I have company stock in my company 401k. I have a question regarding Net Unrealized Appreciation (NUA).
– Several years before I retired, I did a direct transfer of dollars from my 401k directly to an IRA.
– I retired in 2014 at age 56.
– In 2015 at age 58 I did an in plan conversion of a small portion of my 401k to a Roth 401k within the same company 401k plan. A portion of the conversion was pre tax dollars (62%) and the remaining 38% was after tax dollars. I paid tax to the IRS on the 62% of the conversion.
– In 2016 at age 59 I did a direct transfer of dollars from my 401k directly to an IRA. I also did an in plan conversion of a small portion of my 401k to a Roth 401k within the same company 401k plan. A portion of the conversion was pre tax dollars and a portion was after tax dollars. I paid tax to the IRS on the pre tax dollars of the conversion.
– In early 2017 I turned 59 1/2 years old. I have had no 401k transactions since turning 59 1/2 years old.

My NUA question:
Does my turning age 59 1/2 become a trigger event that makes me eligible again to use NUA treatment for the company stock portion of my company 401k?
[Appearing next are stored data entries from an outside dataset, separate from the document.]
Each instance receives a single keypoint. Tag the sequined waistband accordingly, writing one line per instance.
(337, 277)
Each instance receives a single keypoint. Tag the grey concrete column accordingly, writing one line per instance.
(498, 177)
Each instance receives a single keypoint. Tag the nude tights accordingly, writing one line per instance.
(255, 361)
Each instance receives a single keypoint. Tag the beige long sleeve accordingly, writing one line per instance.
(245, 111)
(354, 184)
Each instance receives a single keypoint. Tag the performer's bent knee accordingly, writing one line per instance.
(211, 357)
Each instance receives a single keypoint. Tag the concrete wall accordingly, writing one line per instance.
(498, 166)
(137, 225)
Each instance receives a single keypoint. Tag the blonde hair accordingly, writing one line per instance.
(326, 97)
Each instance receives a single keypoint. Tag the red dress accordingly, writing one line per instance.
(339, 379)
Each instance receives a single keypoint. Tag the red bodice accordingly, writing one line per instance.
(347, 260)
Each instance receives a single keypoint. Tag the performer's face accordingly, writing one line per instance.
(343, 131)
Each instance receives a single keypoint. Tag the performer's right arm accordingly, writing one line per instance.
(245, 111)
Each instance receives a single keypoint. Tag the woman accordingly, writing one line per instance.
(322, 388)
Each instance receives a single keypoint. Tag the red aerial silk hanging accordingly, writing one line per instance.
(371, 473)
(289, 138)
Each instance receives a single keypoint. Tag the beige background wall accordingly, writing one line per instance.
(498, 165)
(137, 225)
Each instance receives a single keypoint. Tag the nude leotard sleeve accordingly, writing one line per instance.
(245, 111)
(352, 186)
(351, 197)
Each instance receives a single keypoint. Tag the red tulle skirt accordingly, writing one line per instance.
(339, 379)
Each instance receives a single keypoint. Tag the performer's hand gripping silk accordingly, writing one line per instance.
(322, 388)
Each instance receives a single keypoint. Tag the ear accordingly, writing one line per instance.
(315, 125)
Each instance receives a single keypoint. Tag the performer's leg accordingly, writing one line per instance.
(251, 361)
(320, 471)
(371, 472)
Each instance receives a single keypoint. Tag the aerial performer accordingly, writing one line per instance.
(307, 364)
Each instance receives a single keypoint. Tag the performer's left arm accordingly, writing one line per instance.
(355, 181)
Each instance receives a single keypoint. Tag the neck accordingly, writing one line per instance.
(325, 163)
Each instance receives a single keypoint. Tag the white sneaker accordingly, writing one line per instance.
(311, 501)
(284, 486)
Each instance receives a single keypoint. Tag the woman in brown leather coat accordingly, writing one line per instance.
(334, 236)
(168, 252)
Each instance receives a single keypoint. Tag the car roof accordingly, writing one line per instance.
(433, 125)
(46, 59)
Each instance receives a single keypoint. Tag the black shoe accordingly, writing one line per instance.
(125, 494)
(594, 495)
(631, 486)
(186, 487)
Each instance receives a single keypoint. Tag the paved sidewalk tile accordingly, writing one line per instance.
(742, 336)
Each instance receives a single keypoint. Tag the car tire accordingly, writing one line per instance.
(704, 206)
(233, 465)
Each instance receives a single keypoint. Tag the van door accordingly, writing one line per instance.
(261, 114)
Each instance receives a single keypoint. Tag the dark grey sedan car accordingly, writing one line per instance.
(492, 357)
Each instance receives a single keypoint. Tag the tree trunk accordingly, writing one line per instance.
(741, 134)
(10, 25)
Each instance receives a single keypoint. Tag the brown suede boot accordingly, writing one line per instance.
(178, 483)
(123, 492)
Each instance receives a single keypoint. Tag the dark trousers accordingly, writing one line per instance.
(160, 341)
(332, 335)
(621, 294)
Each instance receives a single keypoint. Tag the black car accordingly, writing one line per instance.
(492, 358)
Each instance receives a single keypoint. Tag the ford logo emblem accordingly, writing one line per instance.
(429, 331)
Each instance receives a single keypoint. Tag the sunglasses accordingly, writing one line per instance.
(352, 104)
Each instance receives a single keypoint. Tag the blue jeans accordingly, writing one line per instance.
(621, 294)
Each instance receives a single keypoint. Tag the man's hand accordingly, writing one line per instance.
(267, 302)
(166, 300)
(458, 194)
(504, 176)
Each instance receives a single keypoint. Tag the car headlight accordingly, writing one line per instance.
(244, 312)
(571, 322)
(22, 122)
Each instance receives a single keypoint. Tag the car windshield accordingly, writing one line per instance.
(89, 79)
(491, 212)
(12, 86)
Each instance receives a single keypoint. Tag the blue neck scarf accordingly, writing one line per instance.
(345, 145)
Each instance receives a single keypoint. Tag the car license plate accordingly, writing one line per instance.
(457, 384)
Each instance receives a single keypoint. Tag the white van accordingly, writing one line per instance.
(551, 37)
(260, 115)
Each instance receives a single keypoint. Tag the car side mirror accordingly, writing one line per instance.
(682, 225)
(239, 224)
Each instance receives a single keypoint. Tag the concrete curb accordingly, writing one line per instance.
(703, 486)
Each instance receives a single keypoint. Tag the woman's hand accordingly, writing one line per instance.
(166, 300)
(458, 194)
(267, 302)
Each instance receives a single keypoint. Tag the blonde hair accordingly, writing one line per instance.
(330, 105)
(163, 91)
My concern is the several 401k to IRA direct transfers and 401k in plan Roth 401k conversions over multiple years mean I am no longer eligible for NUA treatment or does the age 59 1/2 trigger event provide a reset to allow me to again use NUA treatment? If I am eligible for NUA I am considering using it in 2018.



  • Yes, fortunately turning 59.5 is a new triggering event for you and erases the intervening distributions of 2015 and 2016 that occurred between your retirement and reaching 59.5. Therefore, you can utilize NUA as long as you do not make another intervening distribution after reaching 59.5. Doing those in plan Roth rollovers used up some or all of your after tax contribution balance in the plan, but any remaining after tax balance will probably be used to reduce your taxable cost basis if you do the LSD for NUA purposes. 
  • With many plans, after Sept 2014 you could have done a split rollover per Notice 2014-54 sending the after tax amount to your Roth IRA and the pre tax amounts to your traditional IRA. That would have eliminated any tax due on those rollovers. However, the taxable in plan Roth rollovers probably occurred in  low marginal rate years, in which the conversion of modest pre tax amounts was probably done at a low rate, and will further reduce your RMDs in the future as well as getting more dollars into your Roth 401k.